The clouds that have been hanging over Enphase Energy (ENPH 3.80%) stock seem to have lifted. While shares of the solar stock had plunged more than 7% from the start of the year through the end of trading last week, an analyst's auspicious report on the stock shifted investor sentiment and encouraged a buying spree.

According to data provided by S&P Global Market Intelligence, shares of Enphase Energy had risen 11.4% from the market's closing last Friday through the end of trading yesterday -- an especially noteworthy movement, considering the S&P 500 had only inched 0.1% higher during that time.

This analyst is hot on Enphase's product portfolio

Assigning an outperform rating and a $140 price target, RBC Capital started coverage on Enphase stock this week, and investors clearly took note. RBC Capital analyst Chris Dendrinos predicated the outlook, in part, on the company's "robust competitive moat," according to The Fly. Additionally, the analyst believes that investors will soon be warming up to solar stocks like Enphase.

RBS Capital's bullish take on Enphase is merely the latest example of other optimism that has been growing around the stock. On Feb. 7, for example, Craig-Hallum hiked its price target on Enphase stock to $159 from $113.

Does this green energy stock deserve a green light for investors to click the buy button?

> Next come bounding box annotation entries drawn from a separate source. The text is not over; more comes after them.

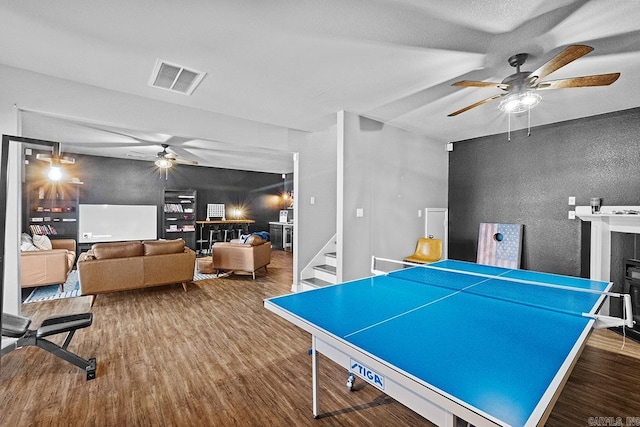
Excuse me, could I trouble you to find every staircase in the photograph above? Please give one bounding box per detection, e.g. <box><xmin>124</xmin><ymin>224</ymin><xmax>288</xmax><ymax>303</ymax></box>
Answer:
<box><xmin>300</xmin><ymin>252</ymin><xmax>337</xmax><ymax>291</ymax></box>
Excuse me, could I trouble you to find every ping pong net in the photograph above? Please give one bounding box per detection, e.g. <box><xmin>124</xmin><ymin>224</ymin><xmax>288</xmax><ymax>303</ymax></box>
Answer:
<box><xmin>371</xmin><ymin>257</ymin><xmax>634</xmax><ymax>329</ymax></box>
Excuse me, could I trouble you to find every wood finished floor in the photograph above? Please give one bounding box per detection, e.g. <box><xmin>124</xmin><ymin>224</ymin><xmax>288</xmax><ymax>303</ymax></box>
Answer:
<box><xmin>0</xmin><ymin>251</ymin><xmax>640</xmax><ymax>427</ymax></box>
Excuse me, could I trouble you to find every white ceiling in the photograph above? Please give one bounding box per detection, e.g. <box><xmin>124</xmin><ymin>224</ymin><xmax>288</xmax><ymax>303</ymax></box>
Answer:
<box><xmin>0</xmin><ymin>0</ymin><xmax>640</xmax><ymax>171</ymax></box>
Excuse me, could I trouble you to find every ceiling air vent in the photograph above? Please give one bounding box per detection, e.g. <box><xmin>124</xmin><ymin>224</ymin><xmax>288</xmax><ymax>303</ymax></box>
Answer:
<box><xmin>149</xmin><ymin>59</ymin><xmax>207</xmax><ymax>95</ymax></box>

Oftentimes, analysts have shorter time horizons than the multiyear holding periods that we favor, so investors shouldn't put too much weight into RBC Capital's price target. Nonetheless, those who are looking to power their portfolios with Enphase for the long term would be wise to pick up the stock now. Enphase is a leading residential solar installer, and it has diversified its portfolio beyond the microinverters that were the original source of the company's business.